On 7/8/07, Anthony wikilegal@inbox.org wrote:
On 7/7/07, Charlotte Webb charlottethewebb@gmail.com wrote:
On 7/7/07, Rob gamaliel8@gmail.com wrote:
If you are using "knowledge" as a mere synonym for "information", sure, but does a near miss between two planes qualify as "knowledge", or is it simply just a bit of trivia, an unimportant data point?
http://en.wiktionary.org/wiki/knowledge#Noun
Does your meaning of "knowledge" match any of these definitions? If so, when you write articles, please keep do your "knowledge" in check and give me the "information" instead.
Those are pretty bad definitions, and none of them seem to fit the context of this thread.
As for the question of whether or not this particular "near miss between two planes" is unimportant, as I've already pointed out it clearly is not. The incident is a clear example of the use of AMASS - so it is a very important data point for anyone doing research on such systems. Now maybe you could argue that this bit of knowledge is too specialized for Wikipedia (and I'd still disagree), but it is certainly not trivia.
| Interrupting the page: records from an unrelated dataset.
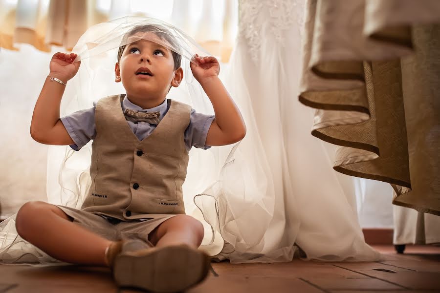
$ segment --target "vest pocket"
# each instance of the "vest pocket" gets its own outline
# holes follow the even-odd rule
[[[96,191],[91,193],[91,197],[93,199],[93,204],[95,206],[105,206],[109,204],[107,196],[101,193],[98,193]]]
[[[154,210],[149,213],[169,213],[175,210],[178,210],[180,203],[178,200],[153,198],[152,201],[155,204],[152,207]]]

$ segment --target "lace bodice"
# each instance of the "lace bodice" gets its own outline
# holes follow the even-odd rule
[[[239,37],[244,38],[254,61],[258,59],[262,42],[282,44],[284,32],[304,23],[305,0],[240,0]],[[268,29],[264,29],[265,28]]]

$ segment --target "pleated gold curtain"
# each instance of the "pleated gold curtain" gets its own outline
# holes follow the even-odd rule
[[[191,0],[168,2],[173,7],[165,18],[169,19],[159,18],[185,31],[222,62],[229,61],[237,34],[237,0],[203,1],[200,18],[195,18]],[[0,46],[18,50],[14,44],[25,43],[45,52],[50,51],[51,45],[71,50],[89,27],[127,15],[158,17],[149,13],[155,5],[164,4],[138,0],[0,0]]]
[[[299,99],[338,146],[333,168],[440,215],[440,1],[308,0],[306,15]]]

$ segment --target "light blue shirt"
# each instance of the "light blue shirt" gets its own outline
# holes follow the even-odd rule
[[[160,121],[168,111],[168,104],[167,99],[165,99],[163,103],[158,106],[151,109],[142,109],[130,102],[126,96],[121,103],[122,111],[124,112],[127,108],[141,112],[159,111],[160,112],[159,118]],[[95,126],[96,106],[96,102],[94,102],[92,108],[80,110],[61,118],[61,122],[75,143],[70,146],[75,150],[81,149],[90,140],[94,139],[96,136]],[[205,143],[208,131],[215,117],[213,115],[201,114],[197,113],[194,109],[191,109],[189,125],[185,130],[184,137],[187,151],[189,151],[193,146],[203,149],[211,147],[210,146],[205,145]],[[149,136],[156,126],[154,124],[145,122],[132,122],[127,121],[127,122],[140,141]]]

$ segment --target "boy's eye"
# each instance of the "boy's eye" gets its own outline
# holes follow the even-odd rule
[[[162,52],[162,51],[160,51],[160,50],[156,50],[155,51],[154,51],[154,53],[153,53],[153,54],[154,54],[154,55],[157,55],[157,54],[156,54],[156,53],[159,53],[159,54],[162,54],[162,56],[163,56],[163,53]]]

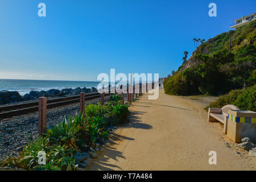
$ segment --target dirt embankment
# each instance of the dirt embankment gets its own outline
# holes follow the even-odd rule
[[[87,170],[255,170],[256,158],[236,147],[220,123],[208,122],[204,107],[216,98],[177,97],[160,90],[130,107],[119,127]],[[210,165],[209,152],[217,153]]]

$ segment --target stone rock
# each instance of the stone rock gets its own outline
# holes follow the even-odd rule
[[[72,90],[72,89],[64,89],[61,90],[61,92],[64,92],[67,94],[68,94],[70,93],[70,91]]]
[[[96,152],[96,151],[92,147],[90,147],[90,148],[89,148],[89,151],[90,152]]]
[[[38,91],[34,91],[34,90],[32,90],[30,91],[30,96],[31,97],[39,97],[40,94],[40,92]]]
[[[10,144],[10,142],[9,141],[5,142],[3,142],[3,144],[5,146],[9,146]]]
[[[82,162],[84,160],[86,160],[87,159],[90,158],[90,155],[88,153],[80,153],[76,152],[76,155],[75,155],[73,157],[75,159],[76,159],[79,162]]]
[[[30,100],[31,98],[30,97],[30,95],[28,93],[26,93],[26,94],[24,94],[23,96],[23,97],[22,97],[22,100],[23,100],[23,101],[29,101]]]
[[[94,87],[92,87],[92,92],[98,92],[98,90]]]
[[[250,150],[249,154],[254,158],[256,158],[256,150]]]
[[[243,142],[238,144],[237,147],[245,150],[249,150],[251,148],[255,147],[255,145],[251,142]]]
[[[82,89],[81,89],[81,88],[77,87],[77,88],[75,88],[74,89],[74,90],[77,90],[77,93],[80,93],[81,92],[81,91],[82,90]]]
[[[242,142],[245,143],[245,142],[250,142],[250,143],[253,143],[253,141],[249,138],[249,137],[245,137],[241,139]]]
[[[20,152],[20,151],[22,151],[23,150],[23,147],[18,147],[18,148],[16,149],[16,151],[18,151],[18,152]]]
[[[63,92],[60,92],[60,93],[59,94],[59,96],[60,96],[60,97],[65,96],[65,93]]]
[[[7,128],[5,130],[6,132],[10,132],[10,131],[12,131],[13,130],[13,129],[10,129],[10,128]]]
[[[76,90],[71,90],[69,92],[71,94],[78,94],[78,91]]]
[[[3,104],[9,104],[10,103],[10,98],[9,97],[5,97],[3,99]]]
[[[28,121],[29,121],[31,123],[34,123],[35,122],[35,119],[30,119]]]
[[[44,90],[42,90],[40,92],[40,97],[46,97],[46,92]]]
[[[46,92],[46,97],[52,97],[54,96],[57,96],[60,93],[60,91],[57,89],[51,89]]]

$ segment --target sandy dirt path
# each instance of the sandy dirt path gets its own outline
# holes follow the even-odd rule
[[[144,94],[129,107],[130,122],[118,128],[86,170],[255,170],[256,158],[237,148],[223,126],[207,121],[207,104],[165,94]],[[209,165],[208,153],[217,152]]]

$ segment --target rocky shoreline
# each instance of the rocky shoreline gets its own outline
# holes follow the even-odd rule
[[[109,96],[105,97],[105,102]],[[125,94],[127,100],[127,94]],[[100,98],[85,101],[85,104],[97,104]],[[47,110],[47,127],[63,121],[64,117],[75,116],[80,111],[79,103],[72,104]],[[24,146],[38,137],[38,112],[10,118],[0,119],[0,160],[16,156]]]
[[[105,102],[109,96],[105,97]],[[127,100],[127,99],[126,99]],[[86,101],[85,104],[96,104],[100,98]],[[55,125],[64,117],[75,116],[79,112],[79,103],[52,108],[47,110],[47,127]],[[0,119],[0,160],[16,156],[24,146],[38,137],[38,112]]]
[[[97,89],[92,87],[92,89],[84,87],[77,87],[75,89],[72,88],[63,89],[61,90],[57,89],[50,89],[47,91],[40,92],[32,90],[22,96],[17,91],[0,91],[0,105],[4,104],[17,103],[20,102],[33,101],[40,97],[62,97],[79,94],[81,92],[90,93],[98,92]]]

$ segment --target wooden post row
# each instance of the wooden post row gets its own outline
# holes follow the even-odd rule
[[[130,101],[130,93],[129,93],[129,86],[128,86],[128,90],[127,90],[127,96],[128,96],[128,102],[129,101]]]
[[[80,93],[80,113],[82,115],[84,114],[85,106],[85,93]]]
[[[122,92],[122,104],[125,104],[125,94]]]
[[[147,82],[146,84],[146,92],[147,92]]]
[[[133,86],[133,99],[134,99],[135,86]]]
[[[46,132],[46,114],[47,110],[47,100],[46,97],[39,97],[39,135],[41,135]]]
[[[104,92],[101,94],[101,104],[102,106],[104,105],[104,102],[105,102],[105,92]]]

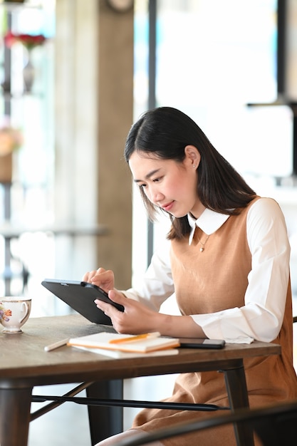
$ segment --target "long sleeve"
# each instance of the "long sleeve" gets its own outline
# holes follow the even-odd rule
[[[143,277],[125,295],[158,311],[162,304],[174,291],[170,259],[170,243],[166,241],[155,253]]]
[[[209,338],[269,342],[281,327],[289,277],[290,246],[278,204],[260,199],[249,209],[247,239],[252,256],[245,305],[192,316]]]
If it's an example of the use of AMASS then it belongs in that article, not on it's own. In fact, that article would be enhanced by inclusion of this near miss.
Another goodie, the picture of a "prostitute" in the Wikipedia article on prostitution might be fake. Yet, there is an argument for keeping the image even if it is a fake because, "The artist has created it as a representation of what a prostitute looks like."
No debate about how this editor came to the conclusion that this image is "a representation of what a prostitute looks like," particularly since it's a blonde prostitue and the percentage of blonde prostitutes is probably rather low, once you add in prostitution from all those countries in the world which have hundreds of millions of people and few blondes.
I love the argument for keeping a phonied up image (although I don't know that that's what this is) because it is an artist's conception, according to another editor, of what representative prostitutes look like.
That's special Original Research. It should be removed, until the issue is settled, though.